Leasing 101: For Auto Salespeople

So you have been selling cars for a while and want to “Up your game”? Looking at your sales activity, what percentage is comprised by leases? If it is less than 25% is it because you do typically do not include it as a viable option for your customers? If this is the case, isn’t it time to reconsider your approach to further insure long-term success for your career?
You obviously rely on repeat customers as well as referrals. The truth, however, is that regardless of your amount of professionalism and diligence, you have no absolute guarantee that your customers will return to purchase their next vehicle from you. Buyers could decide to hold on to their vehicles longer than their original intention or trade for another make. You have a better chance of repeat business if a greater percentage of your customer portfolio was leased. When you lease a customer a vehicle there is a finite term attached to the transaction. True, the customer could still go elsewhere and that dealer could take the vehicle in trade paying off the lease. However, it is a proven fact that customers who lease their vehicles feel more connected and more loyal to their original dealership.
So, how much do you really know about leasing? Hopefully, the following will assist you Car Sales Direct in your presentation which in turn leads to an enhanced amount of business for you.
The basic principle of leasing is that the customer pays for the amount of the vehicle they use as opposed to paying for it up front and hoping to get a reasonable amount in trade during the next buying transaction.

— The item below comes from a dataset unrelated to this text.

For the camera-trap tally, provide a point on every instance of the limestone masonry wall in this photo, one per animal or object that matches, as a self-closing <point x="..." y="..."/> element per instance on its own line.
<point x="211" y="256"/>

This alone is a huge advantage to leasing as there are many unknowns to the amount of depreciation any one vehicle will incur. What if it sustains major damage and repair? Granted, insurance will handle this event, but diminution in the cars value becomes the owner’s liability. In the case of a lease, the owner Used Trucks For Sale Facebook is the leasing entity, therefore it is their problem. The vehicles depreciation will end up being much greater than the forecasted residual. What if the vehicle is stolen or totaled? The owner will be faced with negotiation with the insurance company for a replacement value, many times this could be less than a finance payoff leaving the owner with a substantial shortfall. Conversely, most leases today include gap insurance which terminates the lease in the event of a total loss with no further liability to the lessee.
Lease payments are typically less than finance payments inasmuch as both interest and depreciation are mitigated by the length of the lease. Furthermore, the amount required up front is normally much less than financing. In turn, most people who lease will end up with more car for their money.
Opponents of leasing usually point out that there is no build-up of equity. As a salesperson, when is the last time you traded someone out of their vehicle into a new one and they pocketed that equity? They didn’t. Instead, if in fact there was any equity, they used it as a down payment for the next vehicle. For customers who have purchased and financed their purchases again and again, ask them to trace the equity from their first purchase up until now. Once again, it will prove that this equitable dollar amount never ends up in their pocket
There are two basic types of leases, Closed-End and Open-End. Do you know the difference? Explaining the differences to the customer gives you a “Leg-up” on the competition, even though 99% of all dealership leases are closed end. Most customers take it for granted that they can just turn the vehicle in at the end of the lease. A closed end lease simply means that the customer has no contingent liabilities towards the resale value, or, i.e., that the vehicle will be worth the forecasted residual. Their only liability is damage and over mileage charges. Conversely, an open end lease means that the customer guarantees the residual value, whether they buy it, they sell it or a third party takes the vehicle in trade for that amount. Most corporate fleet leases are structured on an open end lease.
Leasing has a multitude of advantages for the customer and the dealership alike. It is to your benefit to become more knowledgeable about leasing. This article only touches the surface but hopefully ignites a fire of curiosity and motivation for salespeople to use leasing as a great closing tool in their daily quest for sales.